Question

if nth term of a sequence is 2n2+1/2n2-1 find t4+t7+t10=S​

Answer 1

Given: nth term of a sequence is 2n²+1 / 2n²-1

To find: t4 + t7 + t10 = S​

Solution:

• As we have given that nth term of a sequence is 2n²+1 / 2n²-1, this means:

              a(n) = a + (n-1)d = 2n²+1 / 2n²-1

• So from this expression, we can find the values of t4, t7 and t10.

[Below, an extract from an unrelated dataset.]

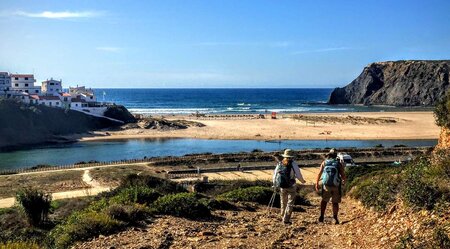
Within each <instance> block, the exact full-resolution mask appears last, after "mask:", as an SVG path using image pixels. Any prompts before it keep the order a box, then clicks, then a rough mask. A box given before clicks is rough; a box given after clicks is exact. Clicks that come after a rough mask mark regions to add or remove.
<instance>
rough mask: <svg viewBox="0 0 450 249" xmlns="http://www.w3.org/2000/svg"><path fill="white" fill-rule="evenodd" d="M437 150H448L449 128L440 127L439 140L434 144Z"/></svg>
mask: <svg viewBox="0 0 450 249" xmlns="http://www.w3.org/2000/svg"><path fill="white" fill-rule="evenodd" d="M436 149H437V150H441V149H447V150H450V129H449V128H445V127H442V128H441V135H440V136H439V142H438V145H437V146H436Z"/></svg>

• Finding value of t4, put n = 4 we get:

            t(4) = 2(4)² + 1 / 2(4)² - 1

                  = 32 + 1 / 32 - 1

                  = 33/31

• Finding value of t7, put n = 7 we get:

            t(7) = 2(7)² + 1 / 2(7)² - 1

                  = 98 + 1 / 98 - 1

                  = 99/97

• Finding value of t10, put n = 10 we get:

            t(10) = 2(10)² + 1 / 2(10)² - 1

                    = 200 + 1 / 200 - 1

                    = 201/199

• Now adding all the terms we get:

                   = 33/31 + 99/97 + 201/199

                   = 636999 + 610731 + 604407 / 598393

                   = 3.09518

Answer:

         So, the value of t4+t7+t10 is 3.09518.